Non-conformant platforms may still work for simple use cases, but expect friction as workloads become more sophisticated.
Decision Framework: When Conformance Matters
Certification is critical when:
- Running distributed training jobs across multiple GPUs/nodes
- Deploying AI workloads across multiple clouds or regions
- Using complex AI frameworks (Kubeflow, Ray, KServe)
- GPU cost optimization is a priority
- Portability between platforms is required
Certification is less critical when:
- Running single-GPU inference workloads
- Locked into a single cloud provider for other reasons
- Using managed AI services (SageMaker, Vertex AI) rather than raw Kubernetes
- Workloads don't require GPU/TPU acceleration
What's Coming in v2.0
CNCF announced that v2.0 roadmap development has started, with an expected 2026 release. Based on working group discussions, likely additions include:
- Topology-aware scheduling: Requirements for NUMA node, PCIe root, and network fabric alignment
- Multi-node NVLink: Standardized support for NVIDIA's ComputeDomains
- Model serving standards: Common interfaces for inference workloads
- Cost attribution: Standardized GPU cost tracking and chargeback
The v1.0 program intentionally started with fundamentals. As Chris Aniszczyk noted: "It starts with a simple focus on the kind of things you really need to make AI workloads work well on Kubernetes."

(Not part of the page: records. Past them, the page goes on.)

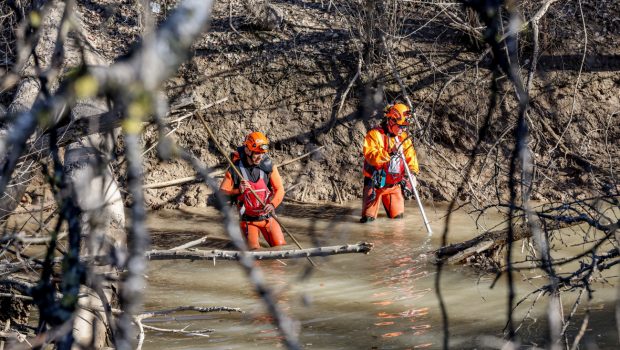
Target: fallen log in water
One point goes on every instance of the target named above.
(195, 254)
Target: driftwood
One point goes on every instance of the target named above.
(362, 247)
(488, 241)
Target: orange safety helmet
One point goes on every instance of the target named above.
(398, 113)
(257, 142)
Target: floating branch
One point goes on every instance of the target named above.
(362, 247)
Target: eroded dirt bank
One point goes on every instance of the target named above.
(299, 85)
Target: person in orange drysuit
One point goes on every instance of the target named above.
(384, 170)
(260, 175)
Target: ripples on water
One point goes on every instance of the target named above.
(383, 300)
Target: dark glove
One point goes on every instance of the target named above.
(406, 189)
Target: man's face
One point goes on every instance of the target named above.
(253, 157)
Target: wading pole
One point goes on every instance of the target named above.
(232, 165)
(415, 192)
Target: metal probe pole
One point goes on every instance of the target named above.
(415, 192)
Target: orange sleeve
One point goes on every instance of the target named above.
(227, 186)
(276, 186)
(374, 150)
(411, 156)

Don't wait for v2.0 to adopt conformant platforms. The v1.0 capabilities address the most common AI infrastructure pain points. Additional features will extend the standard, not replace it.
Getting Your Platform Certified
If you provide a Kubernetes platform with AI capabilities, certification is straightforward:
- Review requirements: Check the GitHub repository for current test criteria
- Run conformance tests: Automated test suite validates capability implementation
- Submit results: Pull request to the CNCF repository with test output
- Review process: CNCF bot verifies results, human review for edge cases
The process mirrors the existing Kubernetes Conformance Program that has certified 100+ distributions since 2017.

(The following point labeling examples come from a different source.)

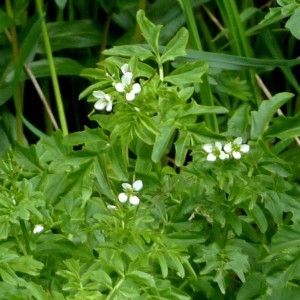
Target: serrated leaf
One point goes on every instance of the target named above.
(188, 73)
(266, 110)
(176, 47)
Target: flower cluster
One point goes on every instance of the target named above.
(38, 228)
(126, 85)
(130, 192)
(104, 101)
(233, 149)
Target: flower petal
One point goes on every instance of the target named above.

Actions for Platform Teams
Immediate (This Week)
- Check if your current platform is AI conformant
- Inventory AI workloads by capability requirements (DRA, gang scheduling, etc.)

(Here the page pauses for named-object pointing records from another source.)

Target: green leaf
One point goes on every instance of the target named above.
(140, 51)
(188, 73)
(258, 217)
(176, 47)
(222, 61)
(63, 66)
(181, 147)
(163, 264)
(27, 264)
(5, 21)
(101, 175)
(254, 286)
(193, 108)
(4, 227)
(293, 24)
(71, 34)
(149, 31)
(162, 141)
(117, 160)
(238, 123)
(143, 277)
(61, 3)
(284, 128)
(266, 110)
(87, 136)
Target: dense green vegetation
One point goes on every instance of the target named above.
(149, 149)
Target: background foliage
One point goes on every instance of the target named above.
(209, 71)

- Identify gaps between current platform and conformance requirements
Short-Term (This Quarter)
- If non-conformant: Evaluate migration to certified platform
- If conformant: Validate that conformance capabilities are enabled
- Update internal platform documentation with conformance status
Long-Term (2025-2026)
- Build vendor selection criteria around conformance certification
- Develop multi-cloud AI strategy leveraging platform portability
- Track v2.0 requirements for topology-aware scheduling
Related Content
- Episode #035: KubeCon 2025 Part 1 - AI Goes Native - AI announcements at KubeCon
- The $4,350/Month GPU Waste Problem - GPU cost optimization strategies
- Kubernetes Overview 2025 - Kubernetes ecosystem overview
- KubeCon Atlanta 2025 Recap - Full conference coverage where AI Conformance was announced
- Platform Engineering Anti-Patterns - Common mistakes when building platform capabilities
Learn More
Official Resources
- CNCF Kubernetes AI Conformance Program - Official announcement
- GitHub: cncf/k8s-ai-conformance - Test suite and certified products
- Working Group Charter - How the program was developed
Technical Deep Dives
- GKE AI Conformance Implementation - Google's technical details
- Dynamic Resource Allocation Guide - DRA explained
- Topology-Aware Scheduling - v2.0 preview
Industry Analysis
- TechTarget Analysis - Analyst perspectives on the program
- Cloud Native Now Coverage - Industry reaction
The Kubernetes AI Conformance Program represents the maturation of AI infrastructure. For the first time, platform teams have a vendor-neutral standard to evaluate AI capabilities. As Chris Aniszczyk put it: "Teams need consistent infrastructure they can rely on." Now they have it.